Verwerfung des Antrags auf Zulassung der Rechtsbeschwerde im OWi-Verfahren
KI-Zusammenfassung
Der Betroffene beantragte die Zulassung der Rechtsbeschwerde gegen ein Urteil im Ordnungswidrigkeitenverfahren. Das OLG Hamm verwirft den Zulassungsantrag, weil weder die Fortbildung des Rechts geboten ist noch eine aufhebungswürdige Versagung des rechtlichen Gehörs feststeht (§ 80 Abs.1,2,4 S.3 OWiG). Die Kosten des Rechtsbeschwerdeverfahrens trägt der Betroffene (§ 473 Abs.1 StPO i.V.m. § 46 Abs.1 OWiG).

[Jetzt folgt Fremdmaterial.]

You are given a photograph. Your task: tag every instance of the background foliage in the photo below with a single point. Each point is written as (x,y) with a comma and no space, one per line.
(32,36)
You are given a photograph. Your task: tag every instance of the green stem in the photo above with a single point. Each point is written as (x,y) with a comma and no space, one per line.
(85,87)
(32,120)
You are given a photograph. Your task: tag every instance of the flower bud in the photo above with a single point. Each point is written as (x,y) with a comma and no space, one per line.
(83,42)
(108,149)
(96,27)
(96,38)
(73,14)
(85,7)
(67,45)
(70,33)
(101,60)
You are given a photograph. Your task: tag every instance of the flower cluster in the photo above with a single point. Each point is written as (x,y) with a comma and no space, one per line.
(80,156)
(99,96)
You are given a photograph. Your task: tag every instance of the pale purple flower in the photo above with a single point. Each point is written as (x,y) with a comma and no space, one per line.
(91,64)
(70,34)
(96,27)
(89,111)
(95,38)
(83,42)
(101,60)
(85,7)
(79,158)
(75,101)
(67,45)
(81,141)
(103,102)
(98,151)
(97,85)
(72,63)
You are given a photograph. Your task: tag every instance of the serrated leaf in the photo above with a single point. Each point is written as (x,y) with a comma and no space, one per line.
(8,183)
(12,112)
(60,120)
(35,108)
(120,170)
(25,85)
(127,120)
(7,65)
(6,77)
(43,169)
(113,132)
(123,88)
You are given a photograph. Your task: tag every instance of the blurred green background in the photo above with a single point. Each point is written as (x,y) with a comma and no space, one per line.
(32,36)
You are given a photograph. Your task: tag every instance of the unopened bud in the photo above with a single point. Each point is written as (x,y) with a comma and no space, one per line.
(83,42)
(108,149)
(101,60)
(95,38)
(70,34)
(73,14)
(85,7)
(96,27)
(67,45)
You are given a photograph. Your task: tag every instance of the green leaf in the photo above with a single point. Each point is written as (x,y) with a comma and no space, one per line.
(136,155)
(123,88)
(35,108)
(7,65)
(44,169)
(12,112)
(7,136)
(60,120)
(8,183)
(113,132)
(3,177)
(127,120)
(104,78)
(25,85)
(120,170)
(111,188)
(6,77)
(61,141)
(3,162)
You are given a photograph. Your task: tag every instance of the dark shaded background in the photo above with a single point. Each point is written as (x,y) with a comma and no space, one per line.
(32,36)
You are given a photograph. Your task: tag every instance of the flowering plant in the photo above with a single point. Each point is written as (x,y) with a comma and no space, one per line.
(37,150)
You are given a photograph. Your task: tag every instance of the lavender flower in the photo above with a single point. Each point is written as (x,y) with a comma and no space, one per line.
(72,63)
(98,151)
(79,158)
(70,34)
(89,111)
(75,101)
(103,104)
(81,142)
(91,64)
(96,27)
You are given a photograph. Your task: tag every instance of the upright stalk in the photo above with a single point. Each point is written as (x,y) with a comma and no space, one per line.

Ausgang: Antrag auf Zulassung der Rechtsbeschwerde im OWi-Verfahren verworfen; Kosten dem Betroffenen auferlegt.
Abstrakte Rechtssätze
Die Zulassung der Rechtsbeschwerde im Ordnungswidrigkeitenverfahren ist nur zu erteilen, wenn sie zur Fortbildung des Rechts geboten ist oder das angefochtene Urteil wegen Versagung des rechtlichen Gehörs aufzuheben ist.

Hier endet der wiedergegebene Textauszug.